STANFORD -- Los Angeles insurance executive Louis W. Foster has pledged $10 million to renovate Stanford Stadium, the Stanford Department of Athletics, Physical Education and Recreation has announced.

The pledge constitutes the largest cash gift ever received by the Athletic Department.

Foster, a 1935 graduate of the university, and his wife, Gladyce, formally made the pledge in January. Part of the Athletics Department's $34-million "Campaign 2000," the stadium renovation will upgrade circulation and safety features of the 72-year-old facility. Included are plans to widen the concourse, replace wooden seats and improve restroom and other facilities. A gift last year, combined with revenues from World Cup Soccer, enabled another project, upgrading the press facilities.

Upon completion of the renovation, the field in the stadium will be known as the "Louis W. Foster Family Field," for the couple and their five children.
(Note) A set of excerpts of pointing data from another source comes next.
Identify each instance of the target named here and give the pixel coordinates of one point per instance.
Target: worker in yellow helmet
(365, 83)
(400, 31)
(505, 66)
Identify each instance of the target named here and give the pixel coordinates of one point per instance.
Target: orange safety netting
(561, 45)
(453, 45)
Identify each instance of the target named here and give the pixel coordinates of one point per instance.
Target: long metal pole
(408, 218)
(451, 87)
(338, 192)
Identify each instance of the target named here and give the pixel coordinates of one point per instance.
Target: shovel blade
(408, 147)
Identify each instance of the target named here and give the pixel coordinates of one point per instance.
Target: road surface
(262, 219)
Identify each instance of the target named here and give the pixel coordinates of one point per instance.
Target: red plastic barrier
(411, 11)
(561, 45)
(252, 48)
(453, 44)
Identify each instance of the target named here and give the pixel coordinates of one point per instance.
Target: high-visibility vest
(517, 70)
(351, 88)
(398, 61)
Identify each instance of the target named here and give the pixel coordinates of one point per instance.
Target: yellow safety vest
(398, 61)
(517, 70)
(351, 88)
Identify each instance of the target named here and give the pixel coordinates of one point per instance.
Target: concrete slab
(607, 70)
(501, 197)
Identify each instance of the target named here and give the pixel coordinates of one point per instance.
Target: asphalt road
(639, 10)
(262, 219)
The Foster gift brings the department approximately halfway to its goal for Campaign 2000.

"I have been fortunate enough to do well in this life," said Foster, founder and chairman of 20th Century Industries, one of the largest insurance companies in the country. "I believe people should step up to the responsibility of giving back whatever they possibly can, and I hope this gift serves as an example in that way."
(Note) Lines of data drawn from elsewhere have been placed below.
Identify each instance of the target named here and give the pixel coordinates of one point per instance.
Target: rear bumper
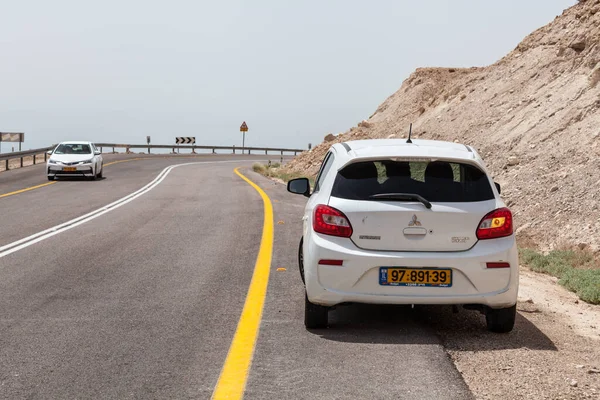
(357, 281)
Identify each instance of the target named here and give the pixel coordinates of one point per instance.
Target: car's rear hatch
(378, 197)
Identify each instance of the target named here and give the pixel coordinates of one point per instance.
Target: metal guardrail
(233, 149)
(22, 154)
(35, 152)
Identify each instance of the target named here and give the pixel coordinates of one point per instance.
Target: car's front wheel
(315, 316)
(501, 320)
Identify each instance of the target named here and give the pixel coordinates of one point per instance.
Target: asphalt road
(143, 301)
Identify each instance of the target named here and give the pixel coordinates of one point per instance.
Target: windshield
(73, 149)
(436, 181)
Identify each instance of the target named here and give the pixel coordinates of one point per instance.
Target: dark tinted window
(437, 181)
(73, 149)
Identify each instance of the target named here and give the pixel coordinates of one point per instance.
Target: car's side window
(324, 170)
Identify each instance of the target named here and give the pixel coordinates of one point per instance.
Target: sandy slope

The Fosters have given generously to Stanford over time and have come to follow the collegiate careers of several athletes through a special program that links donors and their scholar-athletes.

"This commitment from Lou and Gladyce - generous as it is - is symbolic far beyond the dollar value of the gift," Athletic Director Ted Leland said. "In addition to giving a big boost to Campaign 2000, its example value is important on several levels.
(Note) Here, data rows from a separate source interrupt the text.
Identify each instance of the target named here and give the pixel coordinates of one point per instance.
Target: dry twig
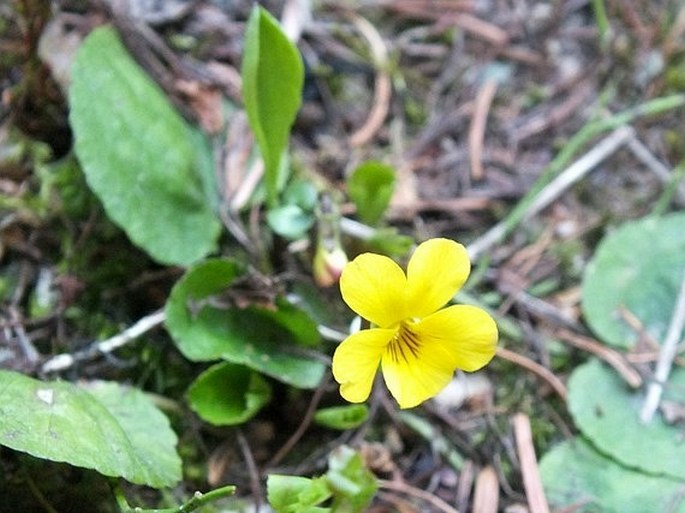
(529, 466)
(65, 361)
(666, 356)
(535, 368)
(610, 356)
(486, 496)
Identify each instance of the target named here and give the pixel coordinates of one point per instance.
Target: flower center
(403, 344)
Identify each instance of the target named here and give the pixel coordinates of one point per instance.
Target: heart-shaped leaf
(578, 478)
(607, 411)
(638, 268)
(228, 394)
(112, 429)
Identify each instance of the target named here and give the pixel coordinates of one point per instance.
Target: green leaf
(342, 417)
(294, 494)
(139, 156)
(112, 429)
(273, 75)
(290, 221)
(578, 478)
(352, 483)
(370, 186)
(607, 412)
(638, 267)
(228, 394)
(260, 338)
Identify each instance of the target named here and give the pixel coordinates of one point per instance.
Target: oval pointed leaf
(638, 267)
(112, 429)
(263, 339)
(273, 75)
(228, 394)
(138, 154)
(370, 186)
(607, 412)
"It encourages others to step forward," Leland said. "And it will allow us to ensure the viability of our football program. That has implications for the health of the overall athletic program."

Football revenues are a crucial form of support for the entire Stanford athletic program, and ticket sales make up a major portion of the income. In the highly competitive Bay Area sports entertainment market, it is hoped that renovating the aging stadium will encourage more attendance by casual fans.

Foster's ties to Stanford sports date back to his freshman year, when he was elected senior manager of the track team - a position for which 64 freshmen competed.

Foster remembers the manager experience as formative.

"I took the team on all their trips, arranged the meets, the meals and the hotels," he said. "The time went by fast and the pleasures were pretty frequent and pretty wonderful." As manager, Foster won his Stanford "Block S," an honor bestowed on varsity athletes.

Foster also followed football as a student, at a time when Stanford was a national power led by the legendary "Vow Boys." In a bit of lore familiar to every Stanford football fan, this group of freshmen vowed in 1933 never to lose a game to then-national champions USC. (They kept their vow.)

Foster founded 20th Century Industries in 1958 and helped build it into the $1.5 billion enterprise it is today. Foster also believes strongly that corporations should consider themselves public servants.

"My personal opinion is that a corporation should be an active participant in community affairs," Foster said. "We have been from day one." Foster's philanthropic involvements include the Boys and Girls Clubs of America, the United Way, the Boy Scouts, Union Rescue Mission and many others.

Jim Ukropina, a Stanford trustee from Los Angeles who has known and worked with Foster, suggests that Foster's action is meant to be instructive as well as generous - and not just for other donors. Calling Foster an "outstanding leader" in the Southern California business community, Ukropina said he believes that embedded in the gift is a message to Stanford students.

"My sense is that Lou is also trying to remind students that hard work, integrity and a little bit of luck can go a long way," Ukropina said.

Renovations on the stadium are scheduled to begin later this year and will be finished by the fall of 1995.